Menurut teori tersebut, ciri pertama dari lembaga yang berintegritas diatur di konstitusi. Dengan adanya landasan konstitusi, suatu lembaga independen tidak boleh diubah melalui proses legislasi biasa. Dalam konteks KPK, dengan dilakukannya proses legislasi biasa, UU tentang lembaga independen pemberantasan korupsi yang didirikan pada tahun 2002 tersebut berpotensi diubah lagi dan lagi.

Lalu, ciri lembaga yang berintegritas berikutnya adalah soal independensi komisioner dan pegawainya. Menurut Feri, tercatat bahwa sejak tahun 2019, nilai-nilai independensi komisioner dan pegawai KPK telah digerus habis. Dengan demikian, secara teoretis, gagasan lembaga independen yang tersemat pada KPK telah hancur.

“Itulah mengapa kehancuran nilai-nilai mulia KPK ini memotivasi Feri dan kawan-kawan akademisi lainnya, termasuk ahli hukum tata negara, Bivitri Susanti, untuk menginisiasi permohonan uji formil dan materil ke MK,” lanjutnya.

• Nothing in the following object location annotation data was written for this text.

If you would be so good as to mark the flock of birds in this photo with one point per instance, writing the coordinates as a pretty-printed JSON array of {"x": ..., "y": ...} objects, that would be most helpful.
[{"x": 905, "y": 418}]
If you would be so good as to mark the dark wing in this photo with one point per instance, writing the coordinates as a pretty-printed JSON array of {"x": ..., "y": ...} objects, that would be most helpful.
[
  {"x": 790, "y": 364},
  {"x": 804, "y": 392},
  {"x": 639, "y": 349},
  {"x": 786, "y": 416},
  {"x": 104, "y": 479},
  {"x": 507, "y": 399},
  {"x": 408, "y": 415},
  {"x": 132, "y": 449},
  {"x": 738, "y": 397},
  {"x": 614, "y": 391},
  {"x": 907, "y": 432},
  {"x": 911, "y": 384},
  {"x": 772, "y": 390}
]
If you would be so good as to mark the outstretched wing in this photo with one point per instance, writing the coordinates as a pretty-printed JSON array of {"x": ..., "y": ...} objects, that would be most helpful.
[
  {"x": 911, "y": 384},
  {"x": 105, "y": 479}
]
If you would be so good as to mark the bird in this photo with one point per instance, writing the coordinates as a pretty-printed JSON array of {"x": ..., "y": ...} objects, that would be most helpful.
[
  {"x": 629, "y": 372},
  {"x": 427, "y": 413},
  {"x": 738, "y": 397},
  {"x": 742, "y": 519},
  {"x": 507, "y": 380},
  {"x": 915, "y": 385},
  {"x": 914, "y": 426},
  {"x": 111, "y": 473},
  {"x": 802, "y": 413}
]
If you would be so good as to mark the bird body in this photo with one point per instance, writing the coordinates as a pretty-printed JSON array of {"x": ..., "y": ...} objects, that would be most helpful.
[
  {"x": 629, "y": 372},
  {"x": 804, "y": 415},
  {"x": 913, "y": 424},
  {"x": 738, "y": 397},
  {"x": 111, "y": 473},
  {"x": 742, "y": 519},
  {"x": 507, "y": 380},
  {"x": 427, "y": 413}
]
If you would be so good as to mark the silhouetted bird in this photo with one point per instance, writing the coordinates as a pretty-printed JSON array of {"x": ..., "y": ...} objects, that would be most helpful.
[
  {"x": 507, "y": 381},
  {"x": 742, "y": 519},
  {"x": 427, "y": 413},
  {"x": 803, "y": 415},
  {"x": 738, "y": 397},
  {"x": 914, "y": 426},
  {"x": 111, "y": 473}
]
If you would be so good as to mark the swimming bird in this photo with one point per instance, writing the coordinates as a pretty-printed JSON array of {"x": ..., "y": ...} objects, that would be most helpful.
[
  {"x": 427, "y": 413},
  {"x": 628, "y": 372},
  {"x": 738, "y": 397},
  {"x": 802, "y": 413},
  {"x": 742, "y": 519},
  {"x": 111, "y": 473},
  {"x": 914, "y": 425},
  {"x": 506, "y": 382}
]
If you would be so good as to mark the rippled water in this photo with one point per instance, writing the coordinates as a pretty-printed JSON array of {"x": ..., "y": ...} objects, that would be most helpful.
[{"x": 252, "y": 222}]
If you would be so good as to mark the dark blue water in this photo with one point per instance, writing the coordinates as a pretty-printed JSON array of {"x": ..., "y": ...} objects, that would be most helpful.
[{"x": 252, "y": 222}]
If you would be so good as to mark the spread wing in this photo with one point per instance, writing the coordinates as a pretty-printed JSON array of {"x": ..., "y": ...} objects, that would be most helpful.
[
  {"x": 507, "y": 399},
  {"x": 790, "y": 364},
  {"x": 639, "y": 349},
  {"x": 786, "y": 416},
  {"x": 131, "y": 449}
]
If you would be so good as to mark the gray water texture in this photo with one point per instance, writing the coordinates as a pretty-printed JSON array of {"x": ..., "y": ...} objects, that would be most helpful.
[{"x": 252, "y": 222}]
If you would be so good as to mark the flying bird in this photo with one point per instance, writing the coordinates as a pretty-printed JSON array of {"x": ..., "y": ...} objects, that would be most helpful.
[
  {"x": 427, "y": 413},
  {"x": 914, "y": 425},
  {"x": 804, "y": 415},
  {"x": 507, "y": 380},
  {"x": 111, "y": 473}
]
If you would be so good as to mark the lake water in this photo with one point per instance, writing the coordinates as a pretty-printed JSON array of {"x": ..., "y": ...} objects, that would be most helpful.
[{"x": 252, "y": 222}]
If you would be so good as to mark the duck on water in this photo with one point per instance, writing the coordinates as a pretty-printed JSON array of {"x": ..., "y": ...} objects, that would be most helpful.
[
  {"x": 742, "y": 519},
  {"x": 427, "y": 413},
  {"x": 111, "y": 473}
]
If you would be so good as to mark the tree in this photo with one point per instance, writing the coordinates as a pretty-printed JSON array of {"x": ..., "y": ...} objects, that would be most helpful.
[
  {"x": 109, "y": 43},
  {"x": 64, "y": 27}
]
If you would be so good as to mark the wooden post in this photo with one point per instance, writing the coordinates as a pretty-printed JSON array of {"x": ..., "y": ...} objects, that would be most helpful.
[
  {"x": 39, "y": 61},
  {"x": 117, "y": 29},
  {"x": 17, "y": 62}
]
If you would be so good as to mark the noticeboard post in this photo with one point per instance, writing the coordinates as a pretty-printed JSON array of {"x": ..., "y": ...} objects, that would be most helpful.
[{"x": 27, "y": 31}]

Feri sudah melihat pesimisme sejak awal dan sesuai yang diprediksinya. ”Kita sebenarnya secara logika matematika sudah yakin perhitungan ini berat untuk dimenangkan. Kenapa? Ya, tiga hakim konstitusi dari presiden, tiga dari DPR. Presiden dan DPR yang buat UU sudah enam gitu, ya sudah mayoritas,” tutur Feri.

“MK ini menurut saya, di balik sosok negarawan terpilih itu, ikut terlibat dengan mengupayakan KPK menjadi maling baru di negara korup ini. Jadi kalau ada alasan masih ada harapan di putusan MK, saya bilang itu non-sense. Tidak ada satu harapan pun untuk perbaikan KPK melalui putusan MK. Tapi harapan itu ada di publik sekarang,” katanya.